The government is steamrolling ahead with plans to raise billions, starting with the sale of state-owned chemical giant Odesa Portside Plant.
The government led by Prime Minister Yulia Tymoshenko is steamrolling ahead with plans to raise billions of dollars in badly needed revenues by privatizing large enterprises, starting with the sale of state-owned chemical giant Odesa Portside Plant.
But just as her government adopted conditions on Jan. 30 for the Odesa Portside auction, which experts said could fetch as much as $1 billion, President Viktor Yushchenko played a political gambit, in the view of experts, and criticized the sale’s handling.
Privatization receipts are needed fast to fill budget shortfalls, including Tymoshenko’s billion-dollar refunds of Soviet savings lost in the early 1990s, said Vadym Karasiov, a Kyiv political analyst.
The populist refunds are expected to win more votes for the increasingly popular Tymoshenko, expected to challenge Yushchenko for the presidency in the 2010 election.
Remittances come at a cost, which the government hopes to fill in part by selling off prized assets this year, experts said, including state fixed-line phone monopoly Ukrtelecom.
Tymoshenko is rushing ahead with privatizations “to fulfill all her social spending promises and to keep the state budget deficit below 2 percent,” Karasiov said.
Tymoshenko hopes to conduct these privatizations in a transparent way, mirroring the Kryvorizhstal sale, regarded as Ukraine’s only transparent auction.
Among her main campaign slogans ahead of the vote was to hold transparent sales.
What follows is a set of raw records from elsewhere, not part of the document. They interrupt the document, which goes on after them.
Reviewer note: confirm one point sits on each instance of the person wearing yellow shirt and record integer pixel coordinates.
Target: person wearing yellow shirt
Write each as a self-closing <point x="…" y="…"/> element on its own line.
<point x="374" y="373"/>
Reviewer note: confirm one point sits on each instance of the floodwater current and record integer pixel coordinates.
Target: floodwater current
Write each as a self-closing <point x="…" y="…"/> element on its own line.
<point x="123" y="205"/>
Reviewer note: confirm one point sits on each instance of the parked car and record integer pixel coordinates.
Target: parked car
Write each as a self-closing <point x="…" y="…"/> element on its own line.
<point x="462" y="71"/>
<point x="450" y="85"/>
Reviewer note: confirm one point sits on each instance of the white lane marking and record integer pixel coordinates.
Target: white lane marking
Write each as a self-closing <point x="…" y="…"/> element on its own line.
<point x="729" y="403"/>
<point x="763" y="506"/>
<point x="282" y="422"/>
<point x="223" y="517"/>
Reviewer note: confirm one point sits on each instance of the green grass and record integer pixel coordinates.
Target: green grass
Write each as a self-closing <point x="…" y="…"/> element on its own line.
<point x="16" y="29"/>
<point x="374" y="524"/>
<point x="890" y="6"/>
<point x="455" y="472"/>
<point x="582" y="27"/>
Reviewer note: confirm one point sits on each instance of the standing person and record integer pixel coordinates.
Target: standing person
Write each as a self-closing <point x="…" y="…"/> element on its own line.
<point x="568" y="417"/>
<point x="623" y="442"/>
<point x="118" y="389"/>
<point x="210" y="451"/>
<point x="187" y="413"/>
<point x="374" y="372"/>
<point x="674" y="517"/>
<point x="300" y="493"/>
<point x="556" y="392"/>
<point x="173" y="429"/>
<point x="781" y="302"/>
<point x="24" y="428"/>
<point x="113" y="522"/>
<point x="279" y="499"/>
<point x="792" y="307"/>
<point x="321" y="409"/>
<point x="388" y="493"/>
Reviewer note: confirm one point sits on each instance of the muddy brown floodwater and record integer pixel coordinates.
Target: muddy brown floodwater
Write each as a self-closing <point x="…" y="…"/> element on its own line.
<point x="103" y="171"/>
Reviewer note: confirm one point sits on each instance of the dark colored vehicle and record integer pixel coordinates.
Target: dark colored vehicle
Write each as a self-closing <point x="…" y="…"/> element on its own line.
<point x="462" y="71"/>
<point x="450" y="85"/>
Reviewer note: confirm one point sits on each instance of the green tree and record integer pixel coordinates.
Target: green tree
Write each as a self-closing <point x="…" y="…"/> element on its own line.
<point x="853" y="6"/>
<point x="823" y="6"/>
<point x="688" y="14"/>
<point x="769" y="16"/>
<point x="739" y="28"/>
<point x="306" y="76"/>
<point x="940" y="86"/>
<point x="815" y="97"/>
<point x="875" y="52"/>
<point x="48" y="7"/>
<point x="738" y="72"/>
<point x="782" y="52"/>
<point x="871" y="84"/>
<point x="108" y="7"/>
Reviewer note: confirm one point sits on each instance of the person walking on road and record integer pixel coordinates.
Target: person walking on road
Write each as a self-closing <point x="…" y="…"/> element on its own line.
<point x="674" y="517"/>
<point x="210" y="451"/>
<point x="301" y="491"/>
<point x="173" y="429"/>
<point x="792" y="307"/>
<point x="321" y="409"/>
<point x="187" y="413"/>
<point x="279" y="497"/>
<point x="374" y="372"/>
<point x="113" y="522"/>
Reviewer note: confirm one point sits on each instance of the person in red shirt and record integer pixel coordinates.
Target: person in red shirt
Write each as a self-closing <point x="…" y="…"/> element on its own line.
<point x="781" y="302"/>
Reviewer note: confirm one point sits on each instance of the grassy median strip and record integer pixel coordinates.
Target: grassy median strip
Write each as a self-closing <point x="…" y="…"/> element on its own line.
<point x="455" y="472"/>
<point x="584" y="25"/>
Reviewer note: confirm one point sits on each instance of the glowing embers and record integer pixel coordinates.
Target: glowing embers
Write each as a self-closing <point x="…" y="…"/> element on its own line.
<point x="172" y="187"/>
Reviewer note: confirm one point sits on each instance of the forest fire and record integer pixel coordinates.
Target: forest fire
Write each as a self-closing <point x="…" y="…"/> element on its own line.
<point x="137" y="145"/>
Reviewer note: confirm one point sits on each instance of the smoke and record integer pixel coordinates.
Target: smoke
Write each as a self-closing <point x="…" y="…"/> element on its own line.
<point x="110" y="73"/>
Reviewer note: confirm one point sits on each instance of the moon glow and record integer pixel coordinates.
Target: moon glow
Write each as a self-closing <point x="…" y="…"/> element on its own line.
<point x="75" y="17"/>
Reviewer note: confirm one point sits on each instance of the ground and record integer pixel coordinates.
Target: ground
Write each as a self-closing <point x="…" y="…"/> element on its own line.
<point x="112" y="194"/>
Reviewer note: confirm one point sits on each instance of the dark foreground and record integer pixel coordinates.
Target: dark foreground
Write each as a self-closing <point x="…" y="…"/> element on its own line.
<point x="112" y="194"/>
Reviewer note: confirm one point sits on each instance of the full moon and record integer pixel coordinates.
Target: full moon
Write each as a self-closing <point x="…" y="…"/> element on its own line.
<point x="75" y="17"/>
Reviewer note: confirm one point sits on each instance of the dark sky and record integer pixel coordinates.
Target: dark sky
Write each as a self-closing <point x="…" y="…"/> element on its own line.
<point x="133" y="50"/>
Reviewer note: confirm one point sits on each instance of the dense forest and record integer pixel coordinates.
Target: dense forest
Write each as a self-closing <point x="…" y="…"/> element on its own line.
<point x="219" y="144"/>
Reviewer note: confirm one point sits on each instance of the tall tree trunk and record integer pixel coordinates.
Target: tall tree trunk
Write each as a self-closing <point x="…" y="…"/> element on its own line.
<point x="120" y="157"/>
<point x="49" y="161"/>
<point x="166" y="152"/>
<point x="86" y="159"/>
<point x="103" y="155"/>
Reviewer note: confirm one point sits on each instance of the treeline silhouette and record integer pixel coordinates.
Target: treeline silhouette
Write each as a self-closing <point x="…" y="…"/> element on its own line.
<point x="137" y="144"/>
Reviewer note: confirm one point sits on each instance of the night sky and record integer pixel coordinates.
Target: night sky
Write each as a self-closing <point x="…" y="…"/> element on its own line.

Due to Tymoshenko’s increasing popularity, with presidential elections around the corner, Yushchenko will criticize her every step and point out every mistake, Karasiov said.
“Tymoshenko needs to sell, but is [the Odesa plant] ready?” he said. “Maybe it’s worth waiting some time and better preparing to increase the price.”
Last week, the Presidential Secretariat criticized the Odesa Portside sale terms because they could allegedly allow the Ukrainian government to break agreements with the investor and unilaterally re-nationalize the plant, all without a court ruling.
Officials in Tymoshenko’s government said sale conditions could be swiftly redrafted to shore up the new owners’ rights.
State Property Fund officials, responsible for organizing auctions, said the sale of a 99.57 percent stake in Odesa Portside is still scheduled to begin this month, with opening bids between $500 and $700 million.
The privatization of Ukrtelecom, which could raise another $1 billion, is expected to commence later this year.
The Odesa Portside sale is expected to be the most expensive since the $4.8 billion showcase auction of steel mill Kryvorizhstal in 2005.
Strategically located at the Black Sea, the port is supplied with raw materials by pipeline, giving it competitive advantages over other chemical plants in Ukraine. It is the country’s leading producer of nitrogen fertilizer and ammonia.
A rushed tender scheduled to be held during last fall’s snap parliamentary elections was canceled, and many financial analysts dubbed it suspect. Among the interested bidders were nine companies, among them four Ukrainian groups, four Russian chemical companies, and a Norwegian group.
“We estimate the company’s fair value to be in the range of between $500 and $700 million, however the price may surge to $800 million to $1 billion during the auction,” stated a Jan. 31 report issued by Dragon Capital, a Kyiv investment bank.
The plant posted $372 million in net revenues last year, an EBITDA of $95 million and a net income of $46.9 million, according to Dragon Capital. A minority stake of 0.4 percent was privatized to company management and staff last year.